Atlas 800 Inference Server (Model 3000) 23.0.0 Ascend Software Installation Guide 01
Model Inference
Preparing Model Files and Datasets
Ensure that the server is connected to the network.
- Prepare the model implementation file and weight file.
- Configure the software source. For details, see Checking the Source Validity.
- Install and configure git-lfs (Ubuntu is used as an example).
apt-get install -y git apt-get install -y git-lfs # Configure git-lfs. git lfs install
If "Git LFS initialized" is displayed, git-lfs is configured successfully.
- Download the model implementation and weight files and save them to any path (for example, /home).
git config --global http.sslVerify "false" git clone https://huggingface.co/THUDM/chatglm2-6b cd chatglm2-6b git reset --hard 4e38bef4c028beafc8fb1837462f74c02e68fcc2
- The chatglm2-6b directory is as follows:
|-- config.json |-- configuration_chatglm.py |-- modeling_chatglm.py |-- pytorch_model-00001-of-00007.bin |-- pytorch_model-00002-of-00007.bin |-- pytorch_model-00003-of-00007.bin |-- pytorch_model-00004-of-00007.bin |-- pytorch_model-00005-of-00007.bin |-- pytorch_model-00006-of-00007.bin |-- pytorch_model-00007-of-00007.bin |-- pytorch_model.bin.index.json |-- quantization.py |-- tokenization_chatglm.py |-- tokenizer_config.json |-- tokenizer.model
- Add the following information in bold to the config.json file:
{ ...... "world_size": 1, ...... }
- Obtain the quantization weight.
Contact Huawei technical support. After the file is obtained, upload it to any path (for example, /home) on the server and decompress it to obtain the quant_weight folder.

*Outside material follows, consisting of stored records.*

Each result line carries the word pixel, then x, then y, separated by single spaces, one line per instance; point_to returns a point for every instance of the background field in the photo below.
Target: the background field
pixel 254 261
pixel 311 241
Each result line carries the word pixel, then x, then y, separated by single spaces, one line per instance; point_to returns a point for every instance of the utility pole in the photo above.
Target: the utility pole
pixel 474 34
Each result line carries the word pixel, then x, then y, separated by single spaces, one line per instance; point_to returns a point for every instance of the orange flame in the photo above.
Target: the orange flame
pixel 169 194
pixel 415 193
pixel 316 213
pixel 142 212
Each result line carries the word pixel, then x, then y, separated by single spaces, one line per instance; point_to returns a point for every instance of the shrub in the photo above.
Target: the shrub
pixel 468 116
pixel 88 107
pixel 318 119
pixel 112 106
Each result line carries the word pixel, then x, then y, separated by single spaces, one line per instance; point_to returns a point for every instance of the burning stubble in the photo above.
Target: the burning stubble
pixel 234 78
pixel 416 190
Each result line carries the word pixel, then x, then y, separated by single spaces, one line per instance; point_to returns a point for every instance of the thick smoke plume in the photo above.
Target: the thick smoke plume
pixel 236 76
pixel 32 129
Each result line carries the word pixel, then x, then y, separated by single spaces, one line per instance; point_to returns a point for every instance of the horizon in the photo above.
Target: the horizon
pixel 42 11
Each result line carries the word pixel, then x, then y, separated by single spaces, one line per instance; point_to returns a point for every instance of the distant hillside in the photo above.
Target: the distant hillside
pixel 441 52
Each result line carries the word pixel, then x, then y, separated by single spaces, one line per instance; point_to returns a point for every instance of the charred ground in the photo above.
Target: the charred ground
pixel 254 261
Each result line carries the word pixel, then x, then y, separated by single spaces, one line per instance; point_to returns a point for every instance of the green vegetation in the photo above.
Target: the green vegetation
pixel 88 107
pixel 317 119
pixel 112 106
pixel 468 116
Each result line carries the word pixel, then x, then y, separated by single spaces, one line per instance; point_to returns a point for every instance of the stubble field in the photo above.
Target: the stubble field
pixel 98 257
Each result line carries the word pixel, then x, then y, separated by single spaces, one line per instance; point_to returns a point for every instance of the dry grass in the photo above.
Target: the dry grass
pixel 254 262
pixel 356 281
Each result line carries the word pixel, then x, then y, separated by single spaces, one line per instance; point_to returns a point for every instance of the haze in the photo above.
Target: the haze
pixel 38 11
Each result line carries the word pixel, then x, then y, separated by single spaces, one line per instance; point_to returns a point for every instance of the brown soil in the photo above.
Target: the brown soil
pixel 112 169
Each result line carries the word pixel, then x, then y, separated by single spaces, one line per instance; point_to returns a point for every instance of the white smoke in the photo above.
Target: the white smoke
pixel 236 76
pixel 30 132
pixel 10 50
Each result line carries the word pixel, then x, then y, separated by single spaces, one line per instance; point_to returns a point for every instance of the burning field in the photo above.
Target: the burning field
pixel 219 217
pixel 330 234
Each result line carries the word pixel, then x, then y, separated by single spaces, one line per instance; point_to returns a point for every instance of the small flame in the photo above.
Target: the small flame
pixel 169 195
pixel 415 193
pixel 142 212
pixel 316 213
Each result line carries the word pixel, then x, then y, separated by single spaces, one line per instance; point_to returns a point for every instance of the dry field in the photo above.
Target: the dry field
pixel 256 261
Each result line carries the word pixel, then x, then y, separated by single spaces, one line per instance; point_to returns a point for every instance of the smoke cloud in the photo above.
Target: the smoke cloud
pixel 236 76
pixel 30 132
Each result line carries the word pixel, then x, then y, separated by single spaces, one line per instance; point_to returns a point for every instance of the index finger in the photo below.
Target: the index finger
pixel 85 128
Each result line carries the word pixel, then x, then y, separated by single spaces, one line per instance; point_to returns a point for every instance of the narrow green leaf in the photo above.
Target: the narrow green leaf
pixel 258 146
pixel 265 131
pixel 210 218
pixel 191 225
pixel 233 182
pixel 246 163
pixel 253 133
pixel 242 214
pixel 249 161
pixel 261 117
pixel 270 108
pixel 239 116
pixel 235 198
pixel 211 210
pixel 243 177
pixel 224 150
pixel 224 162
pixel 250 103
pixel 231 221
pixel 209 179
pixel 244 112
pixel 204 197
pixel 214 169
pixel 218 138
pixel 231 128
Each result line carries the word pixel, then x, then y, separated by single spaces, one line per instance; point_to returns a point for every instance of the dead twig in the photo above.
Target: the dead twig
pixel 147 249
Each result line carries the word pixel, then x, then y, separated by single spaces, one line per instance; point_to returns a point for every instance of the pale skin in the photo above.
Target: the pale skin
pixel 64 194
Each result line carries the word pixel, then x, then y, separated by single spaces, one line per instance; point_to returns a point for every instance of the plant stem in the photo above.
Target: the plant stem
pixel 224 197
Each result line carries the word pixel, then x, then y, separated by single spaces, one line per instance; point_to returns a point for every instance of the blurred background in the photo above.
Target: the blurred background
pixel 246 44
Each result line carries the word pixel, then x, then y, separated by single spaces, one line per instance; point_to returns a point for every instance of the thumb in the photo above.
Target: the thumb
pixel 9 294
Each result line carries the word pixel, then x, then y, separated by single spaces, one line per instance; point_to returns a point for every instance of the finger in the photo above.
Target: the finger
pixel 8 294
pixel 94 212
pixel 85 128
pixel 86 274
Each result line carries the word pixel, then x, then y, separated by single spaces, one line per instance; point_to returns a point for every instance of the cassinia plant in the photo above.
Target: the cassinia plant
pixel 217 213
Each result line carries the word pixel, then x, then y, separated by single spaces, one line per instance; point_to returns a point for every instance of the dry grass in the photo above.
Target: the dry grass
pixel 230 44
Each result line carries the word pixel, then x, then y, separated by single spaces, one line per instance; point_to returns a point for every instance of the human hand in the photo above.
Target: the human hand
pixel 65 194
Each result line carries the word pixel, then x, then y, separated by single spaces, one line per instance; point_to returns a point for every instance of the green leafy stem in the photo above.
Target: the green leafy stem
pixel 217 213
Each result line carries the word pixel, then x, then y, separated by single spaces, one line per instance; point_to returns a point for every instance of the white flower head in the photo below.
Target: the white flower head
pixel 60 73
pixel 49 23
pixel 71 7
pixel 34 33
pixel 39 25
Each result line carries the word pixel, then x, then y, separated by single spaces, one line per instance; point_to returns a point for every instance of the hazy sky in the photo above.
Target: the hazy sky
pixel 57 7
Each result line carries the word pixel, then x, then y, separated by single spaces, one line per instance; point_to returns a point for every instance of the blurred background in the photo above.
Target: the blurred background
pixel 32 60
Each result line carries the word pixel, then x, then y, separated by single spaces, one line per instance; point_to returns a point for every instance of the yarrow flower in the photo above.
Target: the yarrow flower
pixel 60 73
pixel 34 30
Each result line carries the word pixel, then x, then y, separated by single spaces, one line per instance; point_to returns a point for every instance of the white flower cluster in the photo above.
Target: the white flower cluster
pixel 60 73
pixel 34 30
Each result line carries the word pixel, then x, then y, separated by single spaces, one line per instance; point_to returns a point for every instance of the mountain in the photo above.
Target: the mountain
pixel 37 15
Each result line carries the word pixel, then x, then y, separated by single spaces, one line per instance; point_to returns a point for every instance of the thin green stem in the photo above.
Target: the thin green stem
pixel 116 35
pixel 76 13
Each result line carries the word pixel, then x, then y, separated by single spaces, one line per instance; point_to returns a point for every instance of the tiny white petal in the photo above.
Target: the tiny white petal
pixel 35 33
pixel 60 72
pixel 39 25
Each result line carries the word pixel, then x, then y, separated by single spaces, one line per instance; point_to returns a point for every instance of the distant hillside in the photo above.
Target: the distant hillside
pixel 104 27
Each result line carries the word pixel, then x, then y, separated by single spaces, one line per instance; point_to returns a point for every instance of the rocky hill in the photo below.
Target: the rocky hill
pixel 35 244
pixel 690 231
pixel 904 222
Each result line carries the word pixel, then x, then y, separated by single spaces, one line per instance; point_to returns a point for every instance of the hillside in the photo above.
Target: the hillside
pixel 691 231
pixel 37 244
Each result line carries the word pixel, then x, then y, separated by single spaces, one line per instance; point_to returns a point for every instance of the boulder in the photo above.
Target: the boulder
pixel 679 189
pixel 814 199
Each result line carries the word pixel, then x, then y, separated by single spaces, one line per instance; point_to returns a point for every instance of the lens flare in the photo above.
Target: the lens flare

- Download the C-Eval dataset.
Click here to obtain the dataset. After obtaining the dataset, upload it to any path (for example, /home/dataset) on the server and decompress the dataset to obtain the C-Eval folder.
The C-Eval directory of the dataset is as follows:
|-- test |-- val
Model Inference
Ensure that the server is connected to the network.
- Install the third-party dependency. (/home/transformer-llm is only an example. Replace it with the actual path.)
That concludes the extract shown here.